President-elect Donald Trump’s reactionary and often early-morning tweets send the media, the markets and global relations into a frenzy. South Korea has even gone so far as designating a ‘Twitter Officer’ to monitor the president-elect’s feed.
But what if it all stopped? Not the tweeting, but the coverage.
“I have this dream,” MSNBC host Joy Reid explained to Dean Obeidallah Friday. “In which all of the media get together as a consortium, now that we’re dealing with this authoritarian guy who isn’t going to work with the press in a traditional way, and they say, ‘look, we’re all going to agree that we will black out Donald Trump’s tweets, let’s say, for a week. Starve him of the thing he needs most, which is free publicity.'”
“He’s literally is like a machine that feeds on attention and publicity.”
Obeidallah compared the media’s coverage of Trump’s tweeting to the likes of the Kardashians, where every little moment puts the press into overdrive.
“Right now, the media follows every tweet. Donald Trump tweets and it’s like Pavlov’s dog and they start salivating and they start covering it,” Obeidallah said.
Trump has not held a press conference since July, shortly after he accepted the Republican party nomination in Cleveland. And this lack of access granted to the press has given the tweets more value.
“The problem is he doesn’t have to do a press conference because we slavishly read everything he tweets,” Reid added.
“If we for a week said ‘well we’re not going to cover anything you say unless you say it in a press conference then literally we won’t put you on TV unless you do it in front of us, unless you come to us, we won’t put you on TV.’ If the media did that for a week, Dean, he’d do a press conference.”

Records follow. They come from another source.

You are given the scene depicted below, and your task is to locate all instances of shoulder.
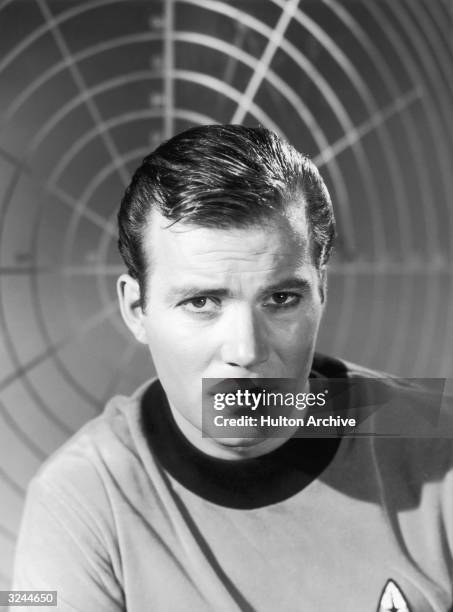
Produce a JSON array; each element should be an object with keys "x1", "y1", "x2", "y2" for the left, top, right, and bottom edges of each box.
[
  {"x1": 14, "y1": 380, "x2": 158, "y2": 602},
  {"x1": 314, "y1": 352, "x2": 453, "y2": 479},
  {"x1": 313, "y1": 353, "x2": 452, "y2": 426},
  {"x1": 312, "y1": 351, "x2": 392, "y2": 380},
  {"x1": 37, "y1": 389, "x2": 137, "y2": 483},
  {"x1": 28, "y1": 379, "x2": 158, "y2": 521}
]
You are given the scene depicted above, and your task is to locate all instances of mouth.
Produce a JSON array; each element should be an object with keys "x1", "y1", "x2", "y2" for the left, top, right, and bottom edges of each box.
[
  {"x1": 205, "y1": 379, "x2": 287, "y2": 419},
  {"x1": 207, "y1": 378, "x2": 279, "y2": 397}
]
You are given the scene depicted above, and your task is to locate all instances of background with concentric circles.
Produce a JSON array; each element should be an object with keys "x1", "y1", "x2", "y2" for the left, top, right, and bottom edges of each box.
[{"x1": 0, "y1": 0, "x2": 452, "y2": 590}]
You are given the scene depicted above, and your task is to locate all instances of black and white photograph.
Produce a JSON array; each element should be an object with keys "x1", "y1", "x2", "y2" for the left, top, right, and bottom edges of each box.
[{"x1": 0, "y1": 1, "x2": 452, "y2": 610}]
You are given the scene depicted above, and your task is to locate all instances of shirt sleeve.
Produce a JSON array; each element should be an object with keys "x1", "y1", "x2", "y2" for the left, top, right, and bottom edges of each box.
[{"x1": 12, "y1": 471, "x2": 125, "y2": 612}]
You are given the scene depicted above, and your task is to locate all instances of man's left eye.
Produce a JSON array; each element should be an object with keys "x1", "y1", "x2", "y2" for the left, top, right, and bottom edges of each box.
[
  {"x1": 180, "y1": 296, "x2": 219, "y2": 313},
  {"x1": 264, "y1": 292, "x2": 301, "y2": 308}
]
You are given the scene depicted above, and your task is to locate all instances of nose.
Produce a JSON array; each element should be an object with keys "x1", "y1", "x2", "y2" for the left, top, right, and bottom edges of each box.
[{"x1": 220, "y1": 305, "x2": 269, "y2": 369}]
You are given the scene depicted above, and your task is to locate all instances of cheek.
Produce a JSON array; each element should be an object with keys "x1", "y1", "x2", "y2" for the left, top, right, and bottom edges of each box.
[
  {"x1": 273, "y1": 306, "x2": 321, "y2": 340},
  {"x1": 144, "y1": 313, "x2": 214, "y2": 375},
  {"x1": 270, "y1": 309, "x2": 322, "y2": 360}
]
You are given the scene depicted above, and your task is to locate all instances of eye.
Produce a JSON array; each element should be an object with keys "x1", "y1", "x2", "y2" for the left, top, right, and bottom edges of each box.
[
  {"x1": 264, "y1": 292, "x2": 301, "y2": 309},
  {"x1": 180, "y1": 296, "x2": 220, "y2": 314},
  {"x1": 188, "y1": 297, "x2": 208, "y2": 309}
]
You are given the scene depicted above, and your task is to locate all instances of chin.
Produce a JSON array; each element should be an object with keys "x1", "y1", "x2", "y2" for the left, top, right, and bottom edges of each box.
[{"x1": 214, "y1": 436, "x2": 264, "y2": 449}]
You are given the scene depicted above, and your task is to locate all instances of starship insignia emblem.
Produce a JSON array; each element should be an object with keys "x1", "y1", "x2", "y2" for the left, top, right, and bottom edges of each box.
[{"x1": 377, "y1": 579, "x2": 411, "y2": 612}]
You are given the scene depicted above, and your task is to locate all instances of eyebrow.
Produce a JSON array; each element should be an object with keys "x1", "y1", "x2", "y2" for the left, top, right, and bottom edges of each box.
[
  {"x1": 263, "y1": 277, "x2": 311, "y2": 294},
  {"x1": 166, "y1": 277, "x2": 312, "y2": 302}
]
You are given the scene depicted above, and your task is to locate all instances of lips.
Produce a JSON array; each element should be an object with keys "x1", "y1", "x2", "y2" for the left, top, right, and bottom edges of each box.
[{"x1": 207, "y1": 378, "x2": 276, "y2": 396}]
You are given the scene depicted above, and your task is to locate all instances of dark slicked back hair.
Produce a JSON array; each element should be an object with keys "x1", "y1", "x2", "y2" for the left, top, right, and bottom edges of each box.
[{"x1": 118, "y1": 124, "x2": 335, "y2": 307}]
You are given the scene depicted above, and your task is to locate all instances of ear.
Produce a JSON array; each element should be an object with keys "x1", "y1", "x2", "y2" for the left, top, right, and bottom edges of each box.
[
  {"x1": 318, "y1": 266, "x2": 327, "y2": 305},
  {"x1": 117, "y1": 274, "x2": 148, "y2": 344}
]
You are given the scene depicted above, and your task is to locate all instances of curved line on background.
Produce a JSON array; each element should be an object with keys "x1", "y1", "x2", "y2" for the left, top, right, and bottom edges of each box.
[
  {"x1": 0, "y1": 400, "x2": 46, "y2": 460},
  {"x1": 321, "y1": 0, "x2": 440, "y2": 371},
  {"x1": 46, "y1": 72, "x2": 283, "y2": 189},
  {"x1": 0, "y1": 0, "x2": 125, "y2": 75},
  {"x1": 0, "y1": 465, "x2": 25, "y2": 497},
  {"x1": 368, "y1": 1, "x2": 452, "y2": 375},
  {"x1": 391, "y1": 1, "x2": 452, "y2": 375},
  {"x1": 1, "y1": 31, "x2": 163, "y2": 128},
  {"x1": 28, "y1": 70, "x2": 158, "y2": 154},
  {"x1": 0, "y1": 173, "x2": 82, "y2": 436}
]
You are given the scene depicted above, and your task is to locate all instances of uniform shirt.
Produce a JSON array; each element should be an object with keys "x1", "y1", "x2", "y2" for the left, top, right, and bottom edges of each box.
[{"x1": 13, "y1": 355, "x2": 453, "y2": 611}]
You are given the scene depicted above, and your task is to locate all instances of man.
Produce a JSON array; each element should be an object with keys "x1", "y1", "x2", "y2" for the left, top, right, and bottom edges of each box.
[{"x1": 13, "y1": 125, "x2": 453, "y2": 611}]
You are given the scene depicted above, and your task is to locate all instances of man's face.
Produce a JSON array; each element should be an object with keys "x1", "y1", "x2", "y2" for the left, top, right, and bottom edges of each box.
[{"x1": 135, "y1": 207, "x2": 325, "y2": 448}]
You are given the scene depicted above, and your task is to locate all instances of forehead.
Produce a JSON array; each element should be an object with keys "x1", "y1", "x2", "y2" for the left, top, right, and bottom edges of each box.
[{"x1": 143, "y1": 205, "x2": 312, "y2": 280}]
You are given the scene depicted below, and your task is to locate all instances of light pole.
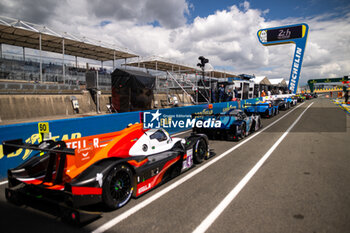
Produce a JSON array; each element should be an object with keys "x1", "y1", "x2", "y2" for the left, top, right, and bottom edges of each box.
[{"x1": 197, "y1": 56, "x2": 209, "y2": 103}]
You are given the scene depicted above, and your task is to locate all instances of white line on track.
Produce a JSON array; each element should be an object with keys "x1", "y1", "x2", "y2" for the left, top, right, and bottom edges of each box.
[
  {"x1": 92, "y1": 102, "x2": 307, "y2": 233},
  {"x1": 192, "y1": 102, "x2": 314, "y2": 233},
  {"x1": 0, "y1": 180, "x2": 8, "y2": 186}
]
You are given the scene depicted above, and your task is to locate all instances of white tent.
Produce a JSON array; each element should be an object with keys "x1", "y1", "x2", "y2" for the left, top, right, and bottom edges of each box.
[
  {"x1": 269, "y1": 78, "x2": 287, "y2": 87},
  {"x1": 251, "y1": 76, "x2": 271, "y2": 85}
]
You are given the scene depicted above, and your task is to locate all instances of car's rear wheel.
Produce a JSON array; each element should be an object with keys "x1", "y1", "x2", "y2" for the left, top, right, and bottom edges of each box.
[
  {"x1": 193, "y1": 138, "x2": 207, "y2": 164},
  {"x1": 102, "y1": 164, "x2": 133, "y2": 210}
]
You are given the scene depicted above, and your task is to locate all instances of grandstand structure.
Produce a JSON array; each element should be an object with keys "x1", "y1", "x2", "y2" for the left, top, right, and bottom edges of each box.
[
  {"x1": 0, "y1": 16, "x2": 138, "y2": 87},
  {"x1": 0, "y1": 16, "x2": 240, "y2": 94}
]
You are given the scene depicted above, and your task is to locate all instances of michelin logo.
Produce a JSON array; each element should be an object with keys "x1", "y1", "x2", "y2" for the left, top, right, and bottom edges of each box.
[
  {"x1": 260, "y1": 30, "x2": 267, "y2": 43},
  {"x1": 289, "y1": 47, "x2": 302, "y2": 93}
]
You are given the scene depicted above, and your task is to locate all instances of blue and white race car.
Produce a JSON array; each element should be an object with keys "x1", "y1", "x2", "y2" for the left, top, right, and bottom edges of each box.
[
  {"x1": 243, "y1": 101, "x2": 279, "y2": 118},
  {"x1": 193, "y1": 109, "x2": 262, "y2": 141}
]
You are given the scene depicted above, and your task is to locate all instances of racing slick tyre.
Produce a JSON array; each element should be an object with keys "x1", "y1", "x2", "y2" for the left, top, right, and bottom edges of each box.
[
  {"x1": 258, "y1": 118, "x2": 262, "y2": 129},
  {"x1": 193, "y1": 138, "x2": 207, "y2": 164},
  {"x1": 240, "y1": 123, "x2": 246, "y2": 140},
  {"x1": 102, "y1": 164, "x2": 133, "y2": 210}
]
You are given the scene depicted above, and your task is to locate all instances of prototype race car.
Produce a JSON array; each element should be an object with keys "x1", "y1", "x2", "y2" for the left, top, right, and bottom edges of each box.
[
  {"x1": 273, "y1": 98, "x2": 290, "y2": 110},
  {"x1": 193, "y1": 108, "x2": 262, "y2": 141},
  {"x1": 285, "y1": 96, "x2": 297, "y2": 107},
  {"x1": 293, "y1": 94, "x2": 305, "y2": 103},
  {"x1": 3, "y1": 123, "x2": 212, "y2": 223},
  {"x1": 303, "y1": 93, "x2": 313, "y2": 100},
  {"x1": 243, "y1": 101, "x2": 279, "y2": 118}
]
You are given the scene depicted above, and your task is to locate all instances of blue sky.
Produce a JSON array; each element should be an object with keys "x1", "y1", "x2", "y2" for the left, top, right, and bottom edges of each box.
[{"x1": 187, "y1": 0, "x2": 350, "y2": 21}]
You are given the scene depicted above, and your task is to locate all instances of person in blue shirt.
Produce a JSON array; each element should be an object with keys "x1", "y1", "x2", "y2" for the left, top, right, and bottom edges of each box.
[
  {"x1": 234, "y1": 88, "x2": 238, "y2": 99},
  {"x1": 226, "y1": 89, "x2": 233, "y2": 101},
  {"x1": 218, "y1": 84, "x2": 225, "y2": 102}
]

And while Trump has scheduled his first press conference as president-elect for Wednesday, it’s taking place during a particularly chaotic time — one day after President Obama’s primetime farewell address, in the midst of Congressional hearings on cabinet nominations and barely a week before inauguration.
Although Trump has refused to speak directly to the press himself, he’s sent surrogates to the various networks as a representative for himself and his administration. However, as Obeidallah explained, these appearances have generated “a sense he’s not telling anyone anything,”
“He’s contradicting them to the point where Sean Spicer or Kellyanne Conway is losing their credibility,” Reid said. “Because they keep going – sticking their neck out and saying ‘he believes X’ and then he tweets and contradicts them and says ‘no, I’m saying Y.’ So since he’s undermining his own people, at this point, they’re credibility is at stake.”
“We need to have confidence that when they’re speaking to us they speak for him,” she added.
Reid said it ultimately comes down to the decisions of hosts and networks to choose how to cover this new administration.
“The only thing we have left is our airwaves and our choices,” Reid concluded. “And if the media were to all get together and say ‘you know what, until you give a press conference, we’re not going to read anything you say for a week.’ Try it for a week, and see what happens.”